The healthcare sector added 45,000 jobs in November. Ambulatory healthcare services saw over 34,000 new job additions, while hospitals contributed more than 10,000 jobs. Employment in leisure and hospitality increased by 45,000, and in professional and technical services, jobs grew by 31,000. Moreover, the financial sector added more than 13,000 jobs last month.
Other sectors, including government, retail, construction, and information, saw little positive change from October. On the other hand, wholesale trade and the mining and logging industries saw a slight month-over-month decline.
Strengthened job market boosts airline stocks
Although the improved job market does not impact the airline industry directly, it has a long-term effect. A stronger job market depicts economic expansion and enhances people’s disposable income. People tend to spend more on traveling and vacations when their income rises, thereby driving passenger traffic for airlines.
Therefore, every US air carrier stock closed higher on December 6 after the robust job data release. Spirit Airlines (SAVE) gained the most, rising 3% last Friday. American Airlines (AAL), Hawaiian Holdings (HA), and Alaska Air (ALK) stocks rose 1.7%, 1.6%, and 1.5%, respectively. United Airlines (UAL), Southwest Airlines (LUV), and Delta Air Lines (DAL) gained 0.8%, 0.7%, and 0.5%.
The better-than-expected job report brought some relief for investors, who are concerned about global economic growth and the ongoing US-China trade war. Therefore, all major US indexes closed trading higher on December 6. The Dow Jones, the Nasdaq, and the S&P 500 gained 1.2%, 1%, 0.9%, respectively.
How have airline stocks fared year-to-date?
Airline stocks had a rough ride this year, with the majority of them underperforming the broader market. Spirit Airlines is the worst performer, with a YTD (year-to-date) decline of 32.3%, followed by American Airlines (AAL), which has fallen 13.6%. Hawaiian Holdings, Delta Air, Alaska Air, and United Airlines stocks have gained 13.3%, 12.5%, 12.3%, 5.3%, respectively. With YTD return of 20.4%, Southwest Airlines is the only stock that has surpassed the Dow Jones’s gain of 20.1%.

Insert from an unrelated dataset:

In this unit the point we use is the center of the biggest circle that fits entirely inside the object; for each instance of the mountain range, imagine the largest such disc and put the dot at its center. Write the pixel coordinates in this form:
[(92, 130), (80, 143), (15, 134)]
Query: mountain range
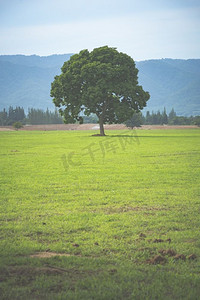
[(172, 83)]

Several factors have been responsible for these stocks’ dismal performance this year. Investors have been increasingly cautious about airlines’ growth prospects due to US-China trade uncertainties and concerns over a global economic slowdown. Furthermore, airline stocks were hit hard in mid-September due to intensified geopolitics following attacks on a Saudi Arabian oil refinery.
While geopolitical and trade war issues do not impact airlines directly, they could hurt passenger traffic in the long run. Geopolitical tensions, along with strained trade relations, could trigger a slowdown in the global economy. An economic slowdown situation impacts the job market, leading people to postpone or cancel their vacations.
Additional problems, including the partial government shutdown and unfavorable weather, disrupted the business operations of US carriers in the first quarter. Furthermore, the global flying ban on Boeing’s (BA) 737 MAX is causing thousands of flight cancellations for three major US airlines. Southwest, American, and United together own 72 Boeing 737 MAX aircraft. The cancellations have caused a reduction in seating capacity and higher operating expenses for these carriers.
Analysts’ ratings and target prices
Most US airline stocks have received bullish recommendations from Reuters-polled analysts. They mostly recommend “buy” for Alaska, Delta, United, and Southwest stocks. Their target prices for these stocks imply gains of 13.8%, 16.8%, 24.5%, and 7.5%, respectively.
On the contrary, analysts mostly recommend “hold” for Spirit Airlines and Hawaiian Holdings. Their target price for Spirit implies an upside of 17.7%, while their target for Hawaiian implies a downside of 6.8%.